The Inaji (伊那路) is a limited express train service operated in Japan by Central Japan Railway Company (JR Central), which runs between Toyohashi and Iida on the Iida line. It began operation as an express service in 1992, and as a limited express service in 1996. Like other JR Central limited express services, the service is branded Wide View Inaji.

==History==
The first Inaji service ran in March 1992 as an express service. It was upgraded in March 1996 to limited express status, and in July of the same year, the service was rebranded as Wide View Inaji.

In 2007, all services became completely non-smoking.

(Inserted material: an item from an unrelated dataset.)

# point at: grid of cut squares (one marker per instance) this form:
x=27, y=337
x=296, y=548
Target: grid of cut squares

In September 2013, service was suspended due to Typhoon Man-yi. Service resumed on October 10 of the same year.

==Stations stopped==
Trains stop at the following stations:

Toyohashi - Toyokawa - Shinshiro - Hon-Nagashino - Yuya-Onsen - Chūbu-Tenryū - Misakubo - Hiraoka - Nukuta - Tenryūkyō - Iida

==Service==
Like all JR Central limited express trains, a limited express fee has to be paid, on top of the normal fee to ride this service. Services are formed of 3-car 373 series EMUs. There are 2 return workings a day, with the journey time taking approximately 2 hours and 40 minutes from Toyohashi to Iida. Trains operate at a maximum speed of 85 km/h (53 mph).
Both Toyohashi bound services are timetabled to connect with a Tokyo bound Hikari service on the Tōkaidō Shinkansen.

==Facilities==
Only standard class is available on this service. Cars 2 and 3 (Toyohashi end) are unreserved, while seats can be reserved in car 1 (Iida end) for an additional fee. There are no catering facilities available. There are toilets on this train.